Whatever I enjoy, I feel like sharing with you all....here are the beautiful fall colors which were a feast to my eyes, during my morning walk!!! Enjoy this visual treat!!!


Ingredients
Quinoa - 2 cups
Split mung dhal - 1 cup
Water - 6 cups, to add first
Water - around 4-5 cups, to add later
Salt to taste
Green chillies - 1-2, slit
Pepper - 3 tsps
Jeera - 2-3 tsps
Curry leaves, handful
Ginger - 4 tsps, finely chopped
Ghee - 6 tbsps

Recipe Cuisine: Indo-western ; Category: Breakfast/lunch/dinner
Prep time: 10 mts; Cooking time: 20 mts

Serves 5-6

Quinoa and split mung dhal, along with slit green chillies, soaked for 1/2 hour

Pepper and Jeera pulsed to a coarse powder, curry leaves added to it


Soaked quinoa and dhal, pressure cooked for 4 whistles, picture shows the cooked mixture


Salt to taste added


Mashed well


In 2 tbsps ghee, season curry leaves and pepper jeera powder


Roast the cashews in 2 tbsps ghee, and keep aside



Add the pepper-jeera powder with curry leaves, seasoned  in ghee, to the pongal mixture, which has been made a little bit watery by adding some more hot water.
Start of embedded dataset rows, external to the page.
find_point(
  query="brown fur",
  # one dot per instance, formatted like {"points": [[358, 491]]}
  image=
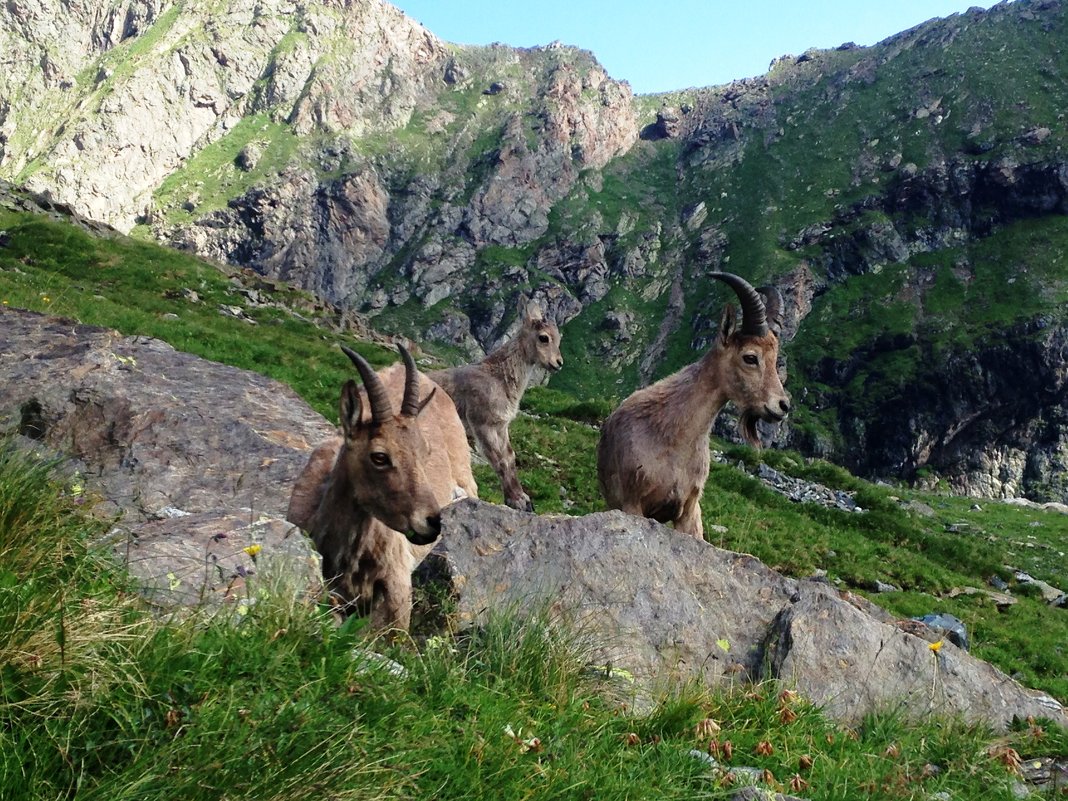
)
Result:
{"points": [[487, 395], [356, 511], [653, 457]]}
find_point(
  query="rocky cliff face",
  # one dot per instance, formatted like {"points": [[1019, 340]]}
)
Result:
{"points": [[909, 198]]}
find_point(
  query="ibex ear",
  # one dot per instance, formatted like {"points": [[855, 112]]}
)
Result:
{"points": [[727, 323], [350, 409]]}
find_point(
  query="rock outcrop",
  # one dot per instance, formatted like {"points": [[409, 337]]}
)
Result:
{"points": [[669, 606], [192, 459]]}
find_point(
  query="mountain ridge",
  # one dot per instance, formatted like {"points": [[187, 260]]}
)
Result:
{"points": [[893, 192]]}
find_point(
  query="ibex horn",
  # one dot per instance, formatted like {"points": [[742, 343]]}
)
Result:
{"points": [[381, 409], [754, 320], [773, 308], [410, 405]]}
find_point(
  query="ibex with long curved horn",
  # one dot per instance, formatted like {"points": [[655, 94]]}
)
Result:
{"points": [[653, 457], [372, 499]]}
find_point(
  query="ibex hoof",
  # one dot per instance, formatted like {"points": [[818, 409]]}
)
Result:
{"points": [[522, 504]]}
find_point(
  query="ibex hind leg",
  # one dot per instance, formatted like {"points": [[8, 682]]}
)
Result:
{"points": [[690, 521], [497, 448]]}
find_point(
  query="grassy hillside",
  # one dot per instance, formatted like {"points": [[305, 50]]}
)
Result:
{"points": [[99, 701], [139, 288]]}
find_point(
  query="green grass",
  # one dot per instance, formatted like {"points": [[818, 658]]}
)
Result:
{"points": [[139, 287], [100, 701]]}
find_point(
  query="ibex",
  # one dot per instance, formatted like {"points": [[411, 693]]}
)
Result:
{"points": [[653, 457], [487, 395], [372, 499]]}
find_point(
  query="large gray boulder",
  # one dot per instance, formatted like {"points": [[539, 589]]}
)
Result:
{"points": [[665, 605], [192, 459]]}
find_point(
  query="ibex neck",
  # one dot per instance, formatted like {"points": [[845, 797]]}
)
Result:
{"points": [[339, 503], [700, 396], [507, 365]]}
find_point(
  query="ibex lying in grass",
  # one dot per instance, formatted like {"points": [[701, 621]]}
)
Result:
{"points": [[388, 473], [653, 457], [487, 395]]}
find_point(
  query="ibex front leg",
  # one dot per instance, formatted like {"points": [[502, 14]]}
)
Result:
{"points": [[497, 448]]}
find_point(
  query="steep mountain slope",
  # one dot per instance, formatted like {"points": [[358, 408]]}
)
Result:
{"points": [[909, 198]]}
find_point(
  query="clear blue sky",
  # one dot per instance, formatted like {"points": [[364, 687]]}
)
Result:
{"points": [[663, 45]]}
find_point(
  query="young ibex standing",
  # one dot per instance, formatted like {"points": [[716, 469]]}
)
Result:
{"points": [[653, 457], [390, 472], [487, 394]]}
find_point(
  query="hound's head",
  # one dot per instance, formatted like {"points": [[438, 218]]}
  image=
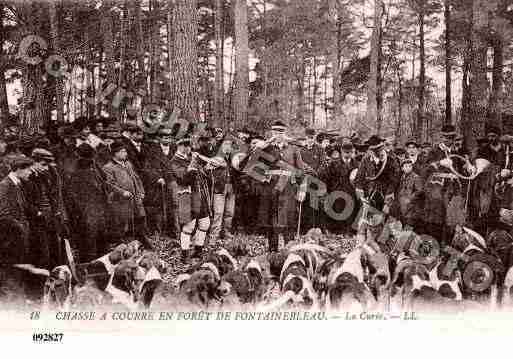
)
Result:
{"points": [[57, 288]]}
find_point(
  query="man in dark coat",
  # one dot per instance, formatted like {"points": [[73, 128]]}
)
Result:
{"points": [[13, 202], [415, 156], [14, 213], [88, 193], [128, 218], [278, 204], [13, 243], [157, 175], [336, 175], [248, 188], [314, 156], [4, 167], [132, 136], [443, 189], [378, 176], [190, 192], [494, 151], [49, 218]]}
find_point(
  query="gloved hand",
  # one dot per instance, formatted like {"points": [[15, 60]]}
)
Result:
{"points": [[446, 162], [505, 173], [389, 199]]}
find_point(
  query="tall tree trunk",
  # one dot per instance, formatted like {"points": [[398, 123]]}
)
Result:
{"points": [[314, 89], [59, 91], [494, 107], [34, 106], [184, 74], [108, 50], [219, 76], [241, 62], [422, 79], [139, 43], [479, 86], [373, 91], [335, 58], [400, 101], [156, 53], [122, 76], [300, 92], [448, 68], [4, 104]]}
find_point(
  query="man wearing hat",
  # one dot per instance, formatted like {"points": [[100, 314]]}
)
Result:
{"points": [[410, 196], [157, 175], [13, 202], [278, 204], [49, 217], [102, 144], [14, 206], [378, 175], [248, 189], [132, 137], [88, 203], [126, 197], [190, 196], [336, 174], [426, 149], [4, 168], [441, 187], [314, 156], [415, 156], [494, 151]]}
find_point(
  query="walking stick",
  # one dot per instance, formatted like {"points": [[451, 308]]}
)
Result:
{"points": [[164, 208], [299, 220]]}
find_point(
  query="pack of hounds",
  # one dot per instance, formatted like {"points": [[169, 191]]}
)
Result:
{"points": [[305, 275]]}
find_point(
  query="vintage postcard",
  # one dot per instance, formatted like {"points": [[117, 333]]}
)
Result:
{"points": [[336, 170]]}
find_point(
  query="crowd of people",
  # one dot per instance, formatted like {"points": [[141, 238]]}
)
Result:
{"points": [[99, 184]]}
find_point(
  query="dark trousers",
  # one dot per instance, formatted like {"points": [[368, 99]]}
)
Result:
{"points": [[273, 237]]}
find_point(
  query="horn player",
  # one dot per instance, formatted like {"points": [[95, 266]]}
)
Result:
{"points": [[441, 185], [378, 175]]}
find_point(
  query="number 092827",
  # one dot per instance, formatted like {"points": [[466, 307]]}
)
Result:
{"points": [[47, 337]]}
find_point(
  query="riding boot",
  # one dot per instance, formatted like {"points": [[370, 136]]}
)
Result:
{"points": [[273, 239], [185, 256], [198, 252]]}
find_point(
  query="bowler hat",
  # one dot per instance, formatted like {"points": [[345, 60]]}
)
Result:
{"points": [[40, 154], [375, 142], [86, 151], [18, 162], [117, 146], [448, 131]]}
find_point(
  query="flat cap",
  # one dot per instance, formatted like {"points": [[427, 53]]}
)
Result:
{"points": [[20, 162], [40, 154]]}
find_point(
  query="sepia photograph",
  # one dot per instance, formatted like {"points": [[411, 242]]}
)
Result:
{"points": [[247, 168]]}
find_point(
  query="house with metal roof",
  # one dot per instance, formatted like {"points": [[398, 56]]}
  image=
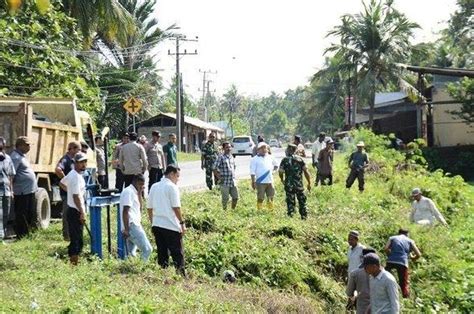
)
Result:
{"points": [[394, 113], [194, 134]]}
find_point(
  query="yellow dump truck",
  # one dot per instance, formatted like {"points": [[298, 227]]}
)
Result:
{"points": [[50, 124]]}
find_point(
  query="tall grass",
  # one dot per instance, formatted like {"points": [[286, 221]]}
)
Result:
{"points": [[282, 264]]}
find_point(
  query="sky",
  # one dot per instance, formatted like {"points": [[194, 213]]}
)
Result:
{"points": [[267, 45]]}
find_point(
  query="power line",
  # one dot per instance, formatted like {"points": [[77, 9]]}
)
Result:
{"points": [[205, 82], [179, 105], [78, 73], [127, 50]]}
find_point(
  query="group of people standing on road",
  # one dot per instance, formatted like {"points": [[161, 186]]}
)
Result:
{"points": [[219, 166], [132, 158], [18, 186]]}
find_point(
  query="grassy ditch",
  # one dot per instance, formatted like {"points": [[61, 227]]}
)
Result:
{"points": [[282, 264]]}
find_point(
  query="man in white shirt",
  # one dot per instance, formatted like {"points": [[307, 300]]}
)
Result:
{"points": [[318, 146], [424, 211], [261, 172], [131, 219], [164, 212], [384, 296], [354, 253], [75, 186]]}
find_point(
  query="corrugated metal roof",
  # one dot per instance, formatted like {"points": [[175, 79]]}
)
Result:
{"points": [[196, 122], [384, 98]]}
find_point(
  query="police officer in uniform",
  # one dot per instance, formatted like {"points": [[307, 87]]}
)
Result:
{"points": [[208, 157], [291, 172]]}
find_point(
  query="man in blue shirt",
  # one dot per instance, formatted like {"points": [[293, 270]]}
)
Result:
{"points": [[24, 187], [383, 287], [171, 150], [398, 249], [65, 165], [7, 171]]}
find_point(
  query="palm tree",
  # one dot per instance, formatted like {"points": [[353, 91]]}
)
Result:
{"points": [[132, 70], [373, 41], [105, 19]]}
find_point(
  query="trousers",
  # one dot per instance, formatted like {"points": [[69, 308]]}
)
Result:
{"points": [[138, 240], [291, 194], [403, 277], [5, 207], [356, 174], [119, 179], [169, 242], [25, 214]]}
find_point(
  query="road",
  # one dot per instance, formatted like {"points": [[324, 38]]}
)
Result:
{"points": [[192, 176]]}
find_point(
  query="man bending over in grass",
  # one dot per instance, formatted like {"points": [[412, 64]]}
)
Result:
{"points": [[224, 171], [131, 219], [398, 249], [261, 173]]}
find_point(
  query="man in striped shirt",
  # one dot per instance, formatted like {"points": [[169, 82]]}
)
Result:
{"points": [[224, 171], [261, 173]]}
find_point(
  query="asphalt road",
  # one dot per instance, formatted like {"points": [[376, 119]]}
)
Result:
{"points": [[193, 177]]}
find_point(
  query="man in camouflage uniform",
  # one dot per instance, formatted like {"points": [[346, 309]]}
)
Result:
{"points": [[291, 172], [208, 157]]}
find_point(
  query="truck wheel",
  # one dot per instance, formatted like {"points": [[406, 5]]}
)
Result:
{"points": [[43, 208]]}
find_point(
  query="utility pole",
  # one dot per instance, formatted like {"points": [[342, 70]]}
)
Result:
{"points": [[179, 110], [205, 83]]}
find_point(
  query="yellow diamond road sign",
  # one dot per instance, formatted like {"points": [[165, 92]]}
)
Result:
{"points": [[133, 105]]}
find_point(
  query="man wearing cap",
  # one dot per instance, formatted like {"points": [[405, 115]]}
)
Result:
{"points": [[354, 253], [166, 217], [224, 170], [300, 151], [100, 160], [208, 158], [261, 173], [325, 159], [318, 145], [399, 250], [156, 159], [291, 172], [24, 187], [383, 287], [75, 185], [131, 219], [358, 161], [133, 159], [65, 165], [358, 281], [171, 151], [116, 162], [424, 210], [7, 172]]}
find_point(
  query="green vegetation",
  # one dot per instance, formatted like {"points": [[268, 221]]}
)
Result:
{"points": [[282, 264]]}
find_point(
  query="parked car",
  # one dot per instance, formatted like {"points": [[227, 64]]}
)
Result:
{"points": [[274, 143], [242, 145]]}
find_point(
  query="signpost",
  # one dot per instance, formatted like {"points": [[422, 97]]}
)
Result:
{"points": [[133, 106]]}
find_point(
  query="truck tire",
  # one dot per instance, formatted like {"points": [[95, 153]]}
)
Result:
{"points": [[43, 208]]}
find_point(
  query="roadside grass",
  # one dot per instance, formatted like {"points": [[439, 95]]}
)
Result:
{"points": [[282, 264], [184, 157]]}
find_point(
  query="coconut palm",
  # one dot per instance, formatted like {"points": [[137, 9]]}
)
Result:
{"points": [[105, 19], [373, 41]]}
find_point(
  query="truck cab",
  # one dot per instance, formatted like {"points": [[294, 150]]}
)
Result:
{"points": [[50, 124]]}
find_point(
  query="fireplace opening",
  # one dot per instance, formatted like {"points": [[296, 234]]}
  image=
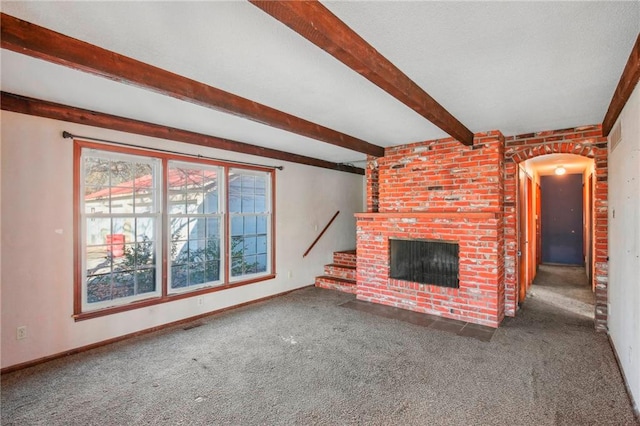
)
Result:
{"points": [[432, 262]]}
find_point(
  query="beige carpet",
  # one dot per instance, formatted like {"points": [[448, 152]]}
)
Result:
{"points": [[303, 359]]}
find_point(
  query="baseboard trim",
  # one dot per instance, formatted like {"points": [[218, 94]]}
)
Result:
{"points": [[183, 321], [636, 409]]}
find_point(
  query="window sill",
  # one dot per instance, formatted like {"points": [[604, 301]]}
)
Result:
{"points": [[81, 316]]}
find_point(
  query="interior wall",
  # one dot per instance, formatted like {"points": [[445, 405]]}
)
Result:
{"points": [[37, 238], [624, 244]]}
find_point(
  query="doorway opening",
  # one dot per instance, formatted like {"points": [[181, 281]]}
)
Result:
{"points": [[555, 222]]}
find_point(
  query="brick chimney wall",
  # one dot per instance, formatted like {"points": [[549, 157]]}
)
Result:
{"points": [[439, 190]]}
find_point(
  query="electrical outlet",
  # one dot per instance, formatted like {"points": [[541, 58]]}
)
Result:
{"points": [[21, 332]]}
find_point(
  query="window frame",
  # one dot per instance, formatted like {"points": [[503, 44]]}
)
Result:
{"points": [[269, 226], [165, 294], [156, 215], [221, 209]]}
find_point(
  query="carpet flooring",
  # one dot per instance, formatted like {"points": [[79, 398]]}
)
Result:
{"points": [[302, 359]]}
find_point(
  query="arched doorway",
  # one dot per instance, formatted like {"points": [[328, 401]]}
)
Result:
{"points": [[584, 142]]}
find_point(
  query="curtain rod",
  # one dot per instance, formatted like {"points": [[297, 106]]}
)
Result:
{"points": [[68, 135]]}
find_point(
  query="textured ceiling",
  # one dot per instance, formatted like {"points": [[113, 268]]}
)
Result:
{"points": [[518, 67]]}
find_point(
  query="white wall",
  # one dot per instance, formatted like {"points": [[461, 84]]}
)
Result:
{"points": [[37, 237], [624, 244]]}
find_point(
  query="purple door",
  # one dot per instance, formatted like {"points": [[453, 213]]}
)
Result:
{"points": [[561, 203]]}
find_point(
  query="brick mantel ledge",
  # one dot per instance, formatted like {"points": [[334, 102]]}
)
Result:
{"points": [[429, 215]]}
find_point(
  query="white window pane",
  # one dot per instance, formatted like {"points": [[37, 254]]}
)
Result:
{"points": [[211, 202], [261, 227], [248, 203], [144, 201], [235, 204], [250, 225], [237, 227]]}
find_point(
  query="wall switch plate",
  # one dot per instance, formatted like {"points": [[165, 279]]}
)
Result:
{"points": [[21, 332]]}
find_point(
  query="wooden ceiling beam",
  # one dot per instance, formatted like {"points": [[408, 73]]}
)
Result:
{"points": [[628, 81], [317, 24], [40, 108], [39, 42]]}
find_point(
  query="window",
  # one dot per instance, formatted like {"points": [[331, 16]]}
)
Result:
{"points": [[121, 216], [195, 223], [250, 222], [154, 227]]}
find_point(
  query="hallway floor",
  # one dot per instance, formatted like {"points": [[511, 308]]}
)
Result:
{"points": [[564, 287]]}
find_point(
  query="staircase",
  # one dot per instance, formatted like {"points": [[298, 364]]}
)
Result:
{"points": [[341, 274]]}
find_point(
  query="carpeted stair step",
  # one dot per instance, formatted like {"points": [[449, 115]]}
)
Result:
{"points": [[345, 257], [340, 271], [335, 283]]}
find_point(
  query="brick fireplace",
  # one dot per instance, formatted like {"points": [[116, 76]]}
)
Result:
{"points": [[437, 191]]}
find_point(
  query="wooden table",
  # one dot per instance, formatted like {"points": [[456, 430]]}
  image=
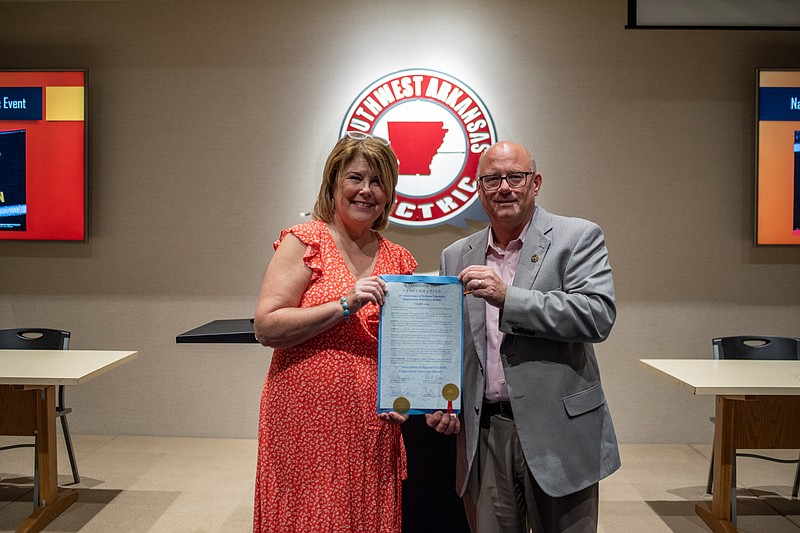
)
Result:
{"points": [[28, 379], [757, 406]]}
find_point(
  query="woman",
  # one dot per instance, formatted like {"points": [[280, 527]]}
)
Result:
{"points": [[326, 460]]}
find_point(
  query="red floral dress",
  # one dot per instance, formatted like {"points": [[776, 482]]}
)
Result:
{"points": [[326, 462]]}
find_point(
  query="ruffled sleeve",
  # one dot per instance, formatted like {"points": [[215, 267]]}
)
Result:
{"points": [[309, 234]]}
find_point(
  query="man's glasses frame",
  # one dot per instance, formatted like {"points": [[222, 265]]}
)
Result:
{"points": [[515, 180], [360, 136]]}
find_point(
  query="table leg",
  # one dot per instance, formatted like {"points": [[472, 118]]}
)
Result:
{"points": [[52, 502], [718, 518]]}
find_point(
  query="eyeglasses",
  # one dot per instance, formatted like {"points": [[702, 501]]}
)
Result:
{"points": [[360, 136], [515, 180]]}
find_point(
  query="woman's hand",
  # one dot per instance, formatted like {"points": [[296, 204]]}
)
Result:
{"points": [[447, 423], [365, 291]]}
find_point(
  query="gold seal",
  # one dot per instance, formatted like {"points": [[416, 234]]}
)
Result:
{"points": [[401, 405], [450, 392]]}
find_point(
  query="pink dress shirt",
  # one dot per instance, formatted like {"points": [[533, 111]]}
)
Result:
{"points": [[504, 263]]}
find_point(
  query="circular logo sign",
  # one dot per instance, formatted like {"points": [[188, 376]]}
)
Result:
{"points": [[438, 128]]}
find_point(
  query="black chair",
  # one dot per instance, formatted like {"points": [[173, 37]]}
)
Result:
{"points": [[755, 347], [43, 339]]}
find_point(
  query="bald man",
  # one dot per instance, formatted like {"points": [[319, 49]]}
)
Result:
{"points": [[535, 436]]}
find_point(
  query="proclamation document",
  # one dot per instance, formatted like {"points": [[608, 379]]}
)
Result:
{"points": [[420, 345]]}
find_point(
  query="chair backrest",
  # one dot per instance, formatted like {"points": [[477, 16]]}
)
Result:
{"points": [[34, 339], [756, 347]]}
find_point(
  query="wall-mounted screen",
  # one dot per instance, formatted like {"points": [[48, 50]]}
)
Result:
{"points": [[778, 157], [43, 139]]}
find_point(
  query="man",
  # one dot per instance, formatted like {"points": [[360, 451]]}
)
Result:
{"points": [[537, 435]]}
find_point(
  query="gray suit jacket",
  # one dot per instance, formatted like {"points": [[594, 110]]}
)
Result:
{"points": [[561, 301]]}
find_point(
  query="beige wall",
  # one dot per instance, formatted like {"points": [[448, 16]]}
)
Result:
{"points": [[210, 121]]}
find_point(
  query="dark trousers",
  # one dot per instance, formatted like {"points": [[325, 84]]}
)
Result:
{"points": [[503, 496]]}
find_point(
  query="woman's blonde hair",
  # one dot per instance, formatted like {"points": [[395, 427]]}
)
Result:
{"points": [[379, 157]]}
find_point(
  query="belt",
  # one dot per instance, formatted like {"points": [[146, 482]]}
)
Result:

This really becomes a  solid mass,  when it cools down. So,  incase you eat after awhile, add required amount of hot water, bring it to the right consistency


Mix well

In the remaining ghee, saute the chopped ginger well, keeping flames on the lowest, this way, the flavor of ginger is escalated, when  ginger gets nicely roasted in ghee


Roasted cashews and the ginger pieces added




Mix well and serve hot with tomato-onion gothsu


This post first appeared in www.malpatskitchen.com

Notes
*Millets can be used in the same way, if you do not get quinoa.
*This is a healthier pongal, when compared to our usual Ven pongal.






1 comments:

  1. Oh what a way to add more protein to your diet!! Very unique way of utilising quinoa.the color burst of fall puctures add to to the charm of the dish! Fab!!